The same problem occurs when repeating those steps in Hive.
But surprisingly when I create table using PySpark DataFrame: df.write.partitionBy("my_column").saveAsTable(name="my_table", format="Parquet")
everything works just fine.
So, my question is: what's wrong with the SQL way of creating and populating Parquet table?
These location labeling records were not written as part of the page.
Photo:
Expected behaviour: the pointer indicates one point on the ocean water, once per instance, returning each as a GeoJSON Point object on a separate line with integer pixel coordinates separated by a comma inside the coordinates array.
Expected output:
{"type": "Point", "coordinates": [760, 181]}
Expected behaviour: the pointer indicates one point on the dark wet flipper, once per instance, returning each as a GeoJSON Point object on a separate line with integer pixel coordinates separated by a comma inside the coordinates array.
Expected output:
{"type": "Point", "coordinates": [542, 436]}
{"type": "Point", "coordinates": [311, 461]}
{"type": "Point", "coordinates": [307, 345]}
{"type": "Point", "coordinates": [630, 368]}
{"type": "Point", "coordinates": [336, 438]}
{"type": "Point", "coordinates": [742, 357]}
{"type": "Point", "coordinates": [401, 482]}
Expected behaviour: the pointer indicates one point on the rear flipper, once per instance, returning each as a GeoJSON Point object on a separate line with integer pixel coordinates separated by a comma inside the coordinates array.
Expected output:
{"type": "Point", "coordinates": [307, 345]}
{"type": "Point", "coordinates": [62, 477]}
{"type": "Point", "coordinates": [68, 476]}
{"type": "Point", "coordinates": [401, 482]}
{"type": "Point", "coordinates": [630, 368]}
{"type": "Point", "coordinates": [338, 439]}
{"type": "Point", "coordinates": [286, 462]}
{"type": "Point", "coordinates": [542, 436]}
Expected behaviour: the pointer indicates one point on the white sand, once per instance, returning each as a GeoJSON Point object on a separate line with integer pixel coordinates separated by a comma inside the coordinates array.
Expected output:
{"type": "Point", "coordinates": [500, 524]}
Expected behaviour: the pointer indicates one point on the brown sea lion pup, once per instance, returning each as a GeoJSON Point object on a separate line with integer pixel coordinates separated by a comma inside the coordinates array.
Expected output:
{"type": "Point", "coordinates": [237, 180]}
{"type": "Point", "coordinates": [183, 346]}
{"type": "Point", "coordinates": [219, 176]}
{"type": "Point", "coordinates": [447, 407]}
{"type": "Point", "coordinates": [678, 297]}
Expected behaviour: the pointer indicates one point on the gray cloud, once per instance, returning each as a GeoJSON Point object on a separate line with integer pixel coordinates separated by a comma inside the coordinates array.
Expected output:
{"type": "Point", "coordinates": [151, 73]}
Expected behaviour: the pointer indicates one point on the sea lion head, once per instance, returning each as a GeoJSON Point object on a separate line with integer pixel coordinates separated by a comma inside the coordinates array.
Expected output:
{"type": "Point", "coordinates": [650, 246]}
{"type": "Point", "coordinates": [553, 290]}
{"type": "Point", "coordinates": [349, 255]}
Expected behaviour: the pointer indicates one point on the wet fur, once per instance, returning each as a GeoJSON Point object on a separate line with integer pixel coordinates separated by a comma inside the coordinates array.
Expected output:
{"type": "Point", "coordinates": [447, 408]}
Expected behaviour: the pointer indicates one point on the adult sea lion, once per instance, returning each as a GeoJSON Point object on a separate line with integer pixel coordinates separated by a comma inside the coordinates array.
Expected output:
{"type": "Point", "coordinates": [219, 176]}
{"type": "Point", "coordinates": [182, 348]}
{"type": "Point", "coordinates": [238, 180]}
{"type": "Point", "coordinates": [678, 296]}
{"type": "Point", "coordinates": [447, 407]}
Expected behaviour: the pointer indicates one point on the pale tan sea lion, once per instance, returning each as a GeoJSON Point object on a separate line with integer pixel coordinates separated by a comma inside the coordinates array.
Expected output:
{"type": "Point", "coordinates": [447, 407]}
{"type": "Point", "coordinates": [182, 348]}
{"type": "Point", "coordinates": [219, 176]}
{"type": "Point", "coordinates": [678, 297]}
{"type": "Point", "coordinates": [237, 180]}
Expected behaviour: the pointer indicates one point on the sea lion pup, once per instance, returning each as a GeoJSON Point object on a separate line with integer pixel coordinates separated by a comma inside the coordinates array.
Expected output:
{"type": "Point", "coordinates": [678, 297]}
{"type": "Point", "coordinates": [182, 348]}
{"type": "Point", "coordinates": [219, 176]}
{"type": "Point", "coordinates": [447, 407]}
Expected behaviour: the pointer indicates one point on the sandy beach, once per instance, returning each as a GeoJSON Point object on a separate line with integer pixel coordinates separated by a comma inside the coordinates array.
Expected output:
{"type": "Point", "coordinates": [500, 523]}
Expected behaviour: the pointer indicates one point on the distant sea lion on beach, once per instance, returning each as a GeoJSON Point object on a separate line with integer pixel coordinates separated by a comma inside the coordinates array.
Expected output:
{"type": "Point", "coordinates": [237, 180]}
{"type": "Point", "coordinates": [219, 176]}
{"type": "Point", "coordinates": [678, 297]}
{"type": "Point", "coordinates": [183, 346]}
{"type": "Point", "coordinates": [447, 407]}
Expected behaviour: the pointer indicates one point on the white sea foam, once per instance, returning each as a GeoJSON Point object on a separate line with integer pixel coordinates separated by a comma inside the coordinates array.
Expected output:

Spark version 2.4.5, Hive version 3.1.2.
Update (27 Dec 2022 after @mazaneicha answer) Unfortunately, there is no parquet-tools on the cluster I'm working with, so the best I could do is to check the content of the files with hdfs dfs -tail (and -head). And in all cases there is "PAR1" both at the beginning and at the end of the file. And even more - the meta-data of parquet version (implementation):
Method # of files Total size Parquet version File name
Hive Insert 8 34.7 G Jparquet-mr version 1.10.0 xxxxxx_x
PySpark SQL Insert 8 10.4 G Iparquet-mr version 1.6.0 part-xxxxx-xxxxxxxx-xxxx-xxxx-xxxx-xxxxxxxxxxxx.c000
PySpark DF insertInto 8 10.9 G Iparquet-mr version 1.6.0 part-xxxxx-xxxxxxxx-xxxx-xxxx-xxxx-xxxxxxxxxxxx.c000
PySpark DF saveAsTable 8 11.5 G Jparquet-mr version 1.10.1 part-xxxxx-xxxxxxxx-xxxx-xxxx-xxxx-xxxxxxxxxxxx-c000.snappy.parquet
(To create the same number of files I used "repartition" with df, and "distribute by" with SQL).
So, considering the above mentioned, it's still not clear:
- Why there is no file extension in 3 out of 4 cases?
- Why files created with Hive are so big? (no compression, I suppose).
- Why PySpark SQL and PySpark Dataframe versions/implementations of parquet differ and how set them explicitly?